One of my favorites from the many splendid things we heard throughout the concert’s second half was the Book 7 Ecco vicine, sung by the soprano 2, Jayne Tankersley and alto Andrea Cochrane. The playing of the continuo, especially Robert Oliver’s bass viol, beautifully underpinned this Book 7 madrigal’s somewhat hyper-expressive outpourings. The words, so important for the composer throughout his entire oeuvre, exotically describe the “beloved” as a “fair Tigress”, and entertain the conceit that wherever the beloved goes, through all kinds of different geographies and under foreign skies, the lover will follow her, with a “lover’s heart”.

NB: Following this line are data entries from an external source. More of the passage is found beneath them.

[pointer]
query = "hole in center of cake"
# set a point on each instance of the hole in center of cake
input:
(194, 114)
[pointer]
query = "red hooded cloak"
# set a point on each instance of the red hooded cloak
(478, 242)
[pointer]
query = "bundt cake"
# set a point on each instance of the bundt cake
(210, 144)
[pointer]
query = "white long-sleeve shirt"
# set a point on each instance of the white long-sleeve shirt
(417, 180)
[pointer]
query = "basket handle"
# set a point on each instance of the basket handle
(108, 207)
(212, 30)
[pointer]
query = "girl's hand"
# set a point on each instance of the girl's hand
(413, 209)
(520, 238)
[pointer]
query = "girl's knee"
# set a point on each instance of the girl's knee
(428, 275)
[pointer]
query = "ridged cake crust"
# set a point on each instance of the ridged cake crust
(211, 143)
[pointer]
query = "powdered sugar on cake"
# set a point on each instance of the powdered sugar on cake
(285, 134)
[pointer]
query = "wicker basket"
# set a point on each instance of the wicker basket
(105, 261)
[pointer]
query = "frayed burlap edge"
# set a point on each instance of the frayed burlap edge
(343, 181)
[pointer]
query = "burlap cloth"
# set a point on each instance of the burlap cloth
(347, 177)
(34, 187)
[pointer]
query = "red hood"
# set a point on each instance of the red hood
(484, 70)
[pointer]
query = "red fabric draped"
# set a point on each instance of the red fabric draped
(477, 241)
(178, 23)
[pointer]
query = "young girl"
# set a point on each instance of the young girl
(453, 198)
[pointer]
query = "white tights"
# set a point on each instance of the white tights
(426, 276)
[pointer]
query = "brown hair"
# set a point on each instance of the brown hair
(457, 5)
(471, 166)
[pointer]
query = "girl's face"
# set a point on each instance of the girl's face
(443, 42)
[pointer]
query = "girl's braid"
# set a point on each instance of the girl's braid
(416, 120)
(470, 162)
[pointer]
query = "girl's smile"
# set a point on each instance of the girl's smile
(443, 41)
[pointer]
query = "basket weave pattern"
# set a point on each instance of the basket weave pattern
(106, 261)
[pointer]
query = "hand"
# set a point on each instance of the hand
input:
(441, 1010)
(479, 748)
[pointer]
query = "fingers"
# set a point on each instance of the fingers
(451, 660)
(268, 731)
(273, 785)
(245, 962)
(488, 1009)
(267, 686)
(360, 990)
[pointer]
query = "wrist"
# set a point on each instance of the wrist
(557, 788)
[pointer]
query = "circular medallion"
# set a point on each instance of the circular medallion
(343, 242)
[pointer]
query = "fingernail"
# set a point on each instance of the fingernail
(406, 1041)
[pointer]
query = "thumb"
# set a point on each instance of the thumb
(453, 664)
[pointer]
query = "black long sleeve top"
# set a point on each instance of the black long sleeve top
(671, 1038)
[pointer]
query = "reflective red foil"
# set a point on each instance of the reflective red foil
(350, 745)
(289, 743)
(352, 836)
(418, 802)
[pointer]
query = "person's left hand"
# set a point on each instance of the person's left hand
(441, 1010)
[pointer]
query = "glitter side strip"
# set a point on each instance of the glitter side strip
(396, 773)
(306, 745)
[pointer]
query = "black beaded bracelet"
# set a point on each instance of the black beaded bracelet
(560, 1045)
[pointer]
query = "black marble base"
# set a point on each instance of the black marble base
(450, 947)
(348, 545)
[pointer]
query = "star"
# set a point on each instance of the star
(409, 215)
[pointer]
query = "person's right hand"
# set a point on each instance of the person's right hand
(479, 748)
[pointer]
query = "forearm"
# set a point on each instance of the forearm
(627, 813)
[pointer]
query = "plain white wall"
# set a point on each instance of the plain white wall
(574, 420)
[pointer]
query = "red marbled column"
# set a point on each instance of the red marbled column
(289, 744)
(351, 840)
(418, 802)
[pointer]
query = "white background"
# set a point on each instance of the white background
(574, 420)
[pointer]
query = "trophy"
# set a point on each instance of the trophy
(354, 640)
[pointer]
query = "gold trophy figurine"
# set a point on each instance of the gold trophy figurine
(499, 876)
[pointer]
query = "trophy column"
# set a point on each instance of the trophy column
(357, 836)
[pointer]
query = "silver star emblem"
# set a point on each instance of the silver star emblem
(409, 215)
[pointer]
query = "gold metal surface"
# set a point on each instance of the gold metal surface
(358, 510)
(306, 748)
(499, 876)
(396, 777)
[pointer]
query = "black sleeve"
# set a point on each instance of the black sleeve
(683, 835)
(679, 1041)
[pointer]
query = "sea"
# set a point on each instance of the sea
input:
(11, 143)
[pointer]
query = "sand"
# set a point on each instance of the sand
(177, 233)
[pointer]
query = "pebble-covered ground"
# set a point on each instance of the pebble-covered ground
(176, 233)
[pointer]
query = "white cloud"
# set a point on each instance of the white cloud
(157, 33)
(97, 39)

Monteverdi boldly renders these words and ideas in his music, great urgency at “Fuggimi pur con sempiterno orrore”, and lovely, spare, al fresco writing about the valleys, rocks, and mountains where the beloved’s footprints are found – lots of air and space in the textures.Then comes music of great and certain devotion: “Ch’andrei la dove spire e dove passi…..bacciando l’aria e adorando i passi……” Wonderful performances by all of such characterful music!

Very great credit to Baroque Voices and their intrepid instrumentalists! We were an extremely appreciative audience on this occasion, but not a large one – whatever it takes to get more people interested in the splendors of this music and its performance here in Wellington, needs to be done before the next of these concerts (the date for “The Full Monte 4” is yet to be finalized). The music is searingly beautiful, the accompanying emotions and responses are eminently accessible, and the performances are often spellbinding. What more could one ask for?